I have learned a bit in the past time period.
First, adding a 2nd DNS server, in this case my ISP's, got around this
timing problem, becuase the 'right fix' is not available yet.
The answer is to stop using old ntpd and use modern chronyd. But more
than that, ver 2.1.1 which is available in Fedora 22, but not (yet) in
Centos 7 (perhaps 7.2). You start chrony with the -s option; this tells
it you have a bad, or no rtc, and to regularly save the time to a file
which is read when chrony starts up. I have tested this out on F22 and
it works as advertised.
There is also systemd-timesync, but Fedora/redhat went the chrony route,
and I got more help figuring it out.
On to the next fun challenge.
On 09/01/2015 12:16 PM, Sam Wilson wrote:
In article <mailman.2626.1441122408.26362.bind-us...@lists.isc.org>,
Robert Moskowitz <r...@htt-consult.com> wrote:
I will be looking more into this.
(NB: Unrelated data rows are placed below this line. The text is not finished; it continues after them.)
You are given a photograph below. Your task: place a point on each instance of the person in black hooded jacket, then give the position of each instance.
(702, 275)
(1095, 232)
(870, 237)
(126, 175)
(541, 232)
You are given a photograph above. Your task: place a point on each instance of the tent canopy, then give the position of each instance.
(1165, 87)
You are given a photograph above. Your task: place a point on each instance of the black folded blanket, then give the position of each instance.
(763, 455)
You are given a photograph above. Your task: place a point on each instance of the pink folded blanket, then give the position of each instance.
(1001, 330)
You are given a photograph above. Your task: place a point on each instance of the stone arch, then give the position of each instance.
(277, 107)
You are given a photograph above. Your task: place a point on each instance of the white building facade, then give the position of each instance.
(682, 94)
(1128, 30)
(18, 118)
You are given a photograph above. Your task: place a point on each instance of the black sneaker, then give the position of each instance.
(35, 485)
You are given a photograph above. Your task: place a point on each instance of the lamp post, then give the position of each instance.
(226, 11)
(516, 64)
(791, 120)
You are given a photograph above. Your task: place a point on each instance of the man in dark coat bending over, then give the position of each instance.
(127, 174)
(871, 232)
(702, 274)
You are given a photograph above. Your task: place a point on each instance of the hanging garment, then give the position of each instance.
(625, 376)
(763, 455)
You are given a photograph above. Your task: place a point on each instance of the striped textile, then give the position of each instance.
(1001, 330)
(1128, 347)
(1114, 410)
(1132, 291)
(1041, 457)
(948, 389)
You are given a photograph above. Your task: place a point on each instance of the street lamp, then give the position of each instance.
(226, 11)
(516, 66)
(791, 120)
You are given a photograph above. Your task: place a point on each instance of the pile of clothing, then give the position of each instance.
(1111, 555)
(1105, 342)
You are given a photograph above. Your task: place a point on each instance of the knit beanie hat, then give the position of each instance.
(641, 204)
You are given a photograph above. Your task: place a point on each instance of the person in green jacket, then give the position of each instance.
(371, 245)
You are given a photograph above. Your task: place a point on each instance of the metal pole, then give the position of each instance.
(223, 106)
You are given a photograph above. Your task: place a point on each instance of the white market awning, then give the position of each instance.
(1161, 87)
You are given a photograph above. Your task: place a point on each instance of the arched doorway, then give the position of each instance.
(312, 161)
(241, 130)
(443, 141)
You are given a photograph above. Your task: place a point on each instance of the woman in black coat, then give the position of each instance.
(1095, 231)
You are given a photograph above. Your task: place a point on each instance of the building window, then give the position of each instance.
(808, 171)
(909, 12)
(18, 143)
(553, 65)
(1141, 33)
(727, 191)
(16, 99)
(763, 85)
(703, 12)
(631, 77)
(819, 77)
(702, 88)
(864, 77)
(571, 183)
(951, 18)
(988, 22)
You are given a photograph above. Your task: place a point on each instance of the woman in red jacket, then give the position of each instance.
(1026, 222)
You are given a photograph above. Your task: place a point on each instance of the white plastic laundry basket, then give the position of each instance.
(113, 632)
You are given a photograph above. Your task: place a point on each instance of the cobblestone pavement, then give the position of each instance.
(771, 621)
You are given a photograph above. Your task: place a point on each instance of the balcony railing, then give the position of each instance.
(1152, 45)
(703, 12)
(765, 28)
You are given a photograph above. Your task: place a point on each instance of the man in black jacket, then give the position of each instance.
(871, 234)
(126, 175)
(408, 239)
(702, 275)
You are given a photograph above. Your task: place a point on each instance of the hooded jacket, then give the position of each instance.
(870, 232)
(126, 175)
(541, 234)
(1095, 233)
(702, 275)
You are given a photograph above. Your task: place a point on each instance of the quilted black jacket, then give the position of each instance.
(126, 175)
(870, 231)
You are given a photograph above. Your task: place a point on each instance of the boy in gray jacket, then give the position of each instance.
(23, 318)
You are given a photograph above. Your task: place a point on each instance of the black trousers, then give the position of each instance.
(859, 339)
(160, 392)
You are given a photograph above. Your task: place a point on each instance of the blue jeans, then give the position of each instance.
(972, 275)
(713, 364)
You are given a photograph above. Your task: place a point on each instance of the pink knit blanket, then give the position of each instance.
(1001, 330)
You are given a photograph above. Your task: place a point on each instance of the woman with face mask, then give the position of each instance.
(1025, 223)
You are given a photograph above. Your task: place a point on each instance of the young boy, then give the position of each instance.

Obvious when you get ones nose
dragged into time wrong on boot. This is actually a broader problem on
arm SoC booting. Your logs all have the wrong time for the boot
messages until there is a network to get time. I have some ideas for a
process that will set time a boot to the time of the last poweroff. at
least that is 'close enough' for starters.
I believe that's the solution Apple adopted for the AppleTV, which has
no rtc and couldn't use a certificate to connect to a wireless network
because the certificate wasn't valid in 1970.